When they were small and coming up in the world, that is no doubt how they thought. If you’ve tracked Google’s business changes and the responses since then, it’s pretty clear they are so isolated from user needs and think of themselves as so invincible that no one in Mountain View is worried about losing users. They should, but they don’t.
The only recent major rival to come on the scene is Bing, and MS is bleeding so much money that they’ve put it on the shopping block. (Last year to Facebook, more recently to anyone with $ and a stupid look.)
Google is confident, overconfident. The changes we are seeing are the result of that. It wouldn’t be the first company to ignore its users (or customers) and go belly up.
I’ve been thinking about this, and I’ve come to the conclusion Google is great at searching for ONE thing - a quote from a movie, a song lyric, what was the world’s first automobile accident, etc. You can hit it with illogical grammar. terrible spelng, different forms of words and it’ll still know what you’re looking for. But all these come at the cost of searching for ALL THE THINGS. If you want to find all the pages regarding safety pins, it won’t do so well. What it gives you are its best guesses at what you’re looking for, in descending order.
It is not so much one thing versus all things, as popular things versus related but more esoteric things. Once, when Google behave predictably, if you knew the rules you could refine and narrow your search until you found the esoteric thing you wanted. Now, there is no guarantee you can do that at all, and you can’t learn the rules properly because they keep changing without notice.
Raftpeople above gave some abstract descriptions of the kind of esoterica you mention here. I’m wondering if you can provide a more specific example, though.

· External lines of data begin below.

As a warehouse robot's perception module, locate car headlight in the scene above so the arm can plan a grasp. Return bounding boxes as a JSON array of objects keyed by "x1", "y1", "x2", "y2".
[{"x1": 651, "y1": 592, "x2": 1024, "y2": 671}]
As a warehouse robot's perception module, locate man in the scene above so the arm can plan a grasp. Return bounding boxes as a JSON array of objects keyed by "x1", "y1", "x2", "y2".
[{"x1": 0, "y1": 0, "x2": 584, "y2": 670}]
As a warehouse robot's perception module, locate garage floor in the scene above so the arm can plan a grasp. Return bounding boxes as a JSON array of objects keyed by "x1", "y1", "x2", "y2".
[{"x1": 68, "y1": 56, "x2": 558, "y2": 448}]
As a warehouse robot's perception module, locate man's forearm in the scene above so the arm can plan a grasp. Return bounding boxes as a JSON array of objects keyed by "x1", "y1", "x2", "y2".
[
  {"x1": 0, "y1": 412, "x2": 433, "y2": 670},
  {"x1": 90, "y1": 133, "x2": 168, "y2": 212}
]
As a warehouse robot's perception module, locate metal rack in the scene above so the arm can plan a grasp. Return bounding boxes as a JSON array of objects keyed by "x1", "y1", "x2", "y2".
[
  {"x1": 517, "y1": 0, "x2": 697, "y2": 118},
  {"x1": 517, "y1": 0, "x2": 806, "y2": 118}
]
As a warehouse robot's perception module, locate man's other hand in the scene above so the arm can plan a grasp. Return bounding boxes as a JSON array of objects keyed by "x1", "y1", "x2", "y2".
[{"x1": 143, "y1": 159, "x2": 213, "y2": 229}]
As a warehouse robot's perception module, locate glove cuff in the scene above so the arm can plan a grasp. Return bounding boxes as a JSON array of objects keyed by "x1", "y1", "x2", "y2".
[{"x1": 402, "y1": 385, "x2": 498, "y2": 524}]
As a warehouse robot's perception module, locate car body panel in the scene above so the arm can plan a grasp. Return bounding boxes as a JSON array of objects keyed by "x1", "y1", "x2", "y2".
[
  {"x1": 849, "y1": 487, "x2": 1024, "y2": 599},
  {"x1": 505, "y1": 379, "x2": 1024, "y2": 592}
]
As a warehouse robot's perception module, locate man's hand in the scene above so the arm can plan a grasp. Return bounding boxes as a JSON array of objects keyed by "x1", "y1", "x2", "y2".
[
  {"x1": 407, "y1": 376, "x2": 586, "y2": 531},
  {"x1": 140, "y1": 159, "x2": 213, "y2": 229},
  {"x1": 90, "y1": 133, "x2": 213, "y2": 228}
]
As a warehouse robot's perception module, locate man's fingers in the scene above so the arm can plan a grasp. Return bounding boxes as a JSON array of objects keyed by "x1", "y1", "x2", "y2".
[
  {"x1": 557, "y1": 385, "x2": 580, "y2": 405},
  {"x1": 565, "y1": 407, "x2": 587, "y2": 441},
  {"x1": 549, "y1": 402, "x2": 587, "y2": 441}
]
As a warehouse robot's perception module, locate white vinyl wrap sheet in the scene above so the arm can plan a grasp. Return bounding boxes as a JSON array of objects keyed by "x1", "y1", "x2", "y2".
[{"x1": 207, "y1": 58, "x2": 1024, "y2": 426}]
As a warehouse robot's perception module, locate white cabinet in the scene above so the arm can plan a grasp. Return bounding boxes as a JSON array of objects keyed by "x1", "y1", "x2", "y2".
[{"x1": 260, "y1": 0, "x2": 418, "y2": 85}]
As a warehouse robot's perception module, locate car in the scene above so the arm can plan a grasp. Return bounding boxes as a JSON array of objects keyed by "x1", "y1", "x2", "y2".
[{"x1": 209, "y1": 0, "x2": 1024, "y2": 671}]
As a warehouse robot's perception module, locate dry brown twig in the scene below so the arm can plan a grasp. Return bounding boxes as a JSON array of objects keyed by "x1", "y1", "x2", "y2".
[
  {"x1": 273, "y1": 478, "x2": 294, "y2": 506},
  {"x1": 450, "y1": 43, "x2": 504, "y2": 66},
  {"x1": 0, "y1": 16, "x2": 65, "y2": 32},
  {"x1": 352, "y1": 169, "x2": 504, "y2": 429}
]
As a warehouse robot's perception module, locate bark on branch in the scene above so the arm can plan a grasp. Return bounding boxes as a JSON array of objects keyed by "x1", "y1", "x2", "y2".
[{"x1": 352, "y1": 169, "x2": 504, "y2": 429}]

Just the other day, in reference to recent Cafe Society thread, I tried to find information on a science fiction story I once read, by a Soviet author, called Sigma Draconis. A search for Sigma Draconis netted me lots of sites with information about the star of that name, and several dealing with other science fiction stories that reference the star, particularly an episode of Star Trek. Adding in some other terms, like Soviet and story got rid of most of the astronomical information, but still left me with lots of Star Trek stuff (thanks, Mr. Chekov!), and no sign of what I was looking for. At that point I gave up.
In the old days I might well have gone on refining my search, using boolean operators etc, and might eventually have found what I wanted (or not - it may be too old and obscure to be on the web). These days, Google no longer behaves predictably enough for it to be worth the effort.
I think the term esoteric is too strong, anything that is overwhelmed by the massively popular or extremely current can be difficult to find, even if it wouldn’t be normally considered esoteric.
It’s like google is a popularity/current event amplifier, causing the top 5 percent of items to sometimes grow to enormous proportions, drowning out much of the 95%.
That makes it great for what is very popular/current and it limits the usefulness for other items.
I don’t know why they don’t want to allow an advanced search, but ignoring it leaves open a legitimate niche for a competitor.
Also, I’ve been tracking this issue, I run into it frequently, almost daily.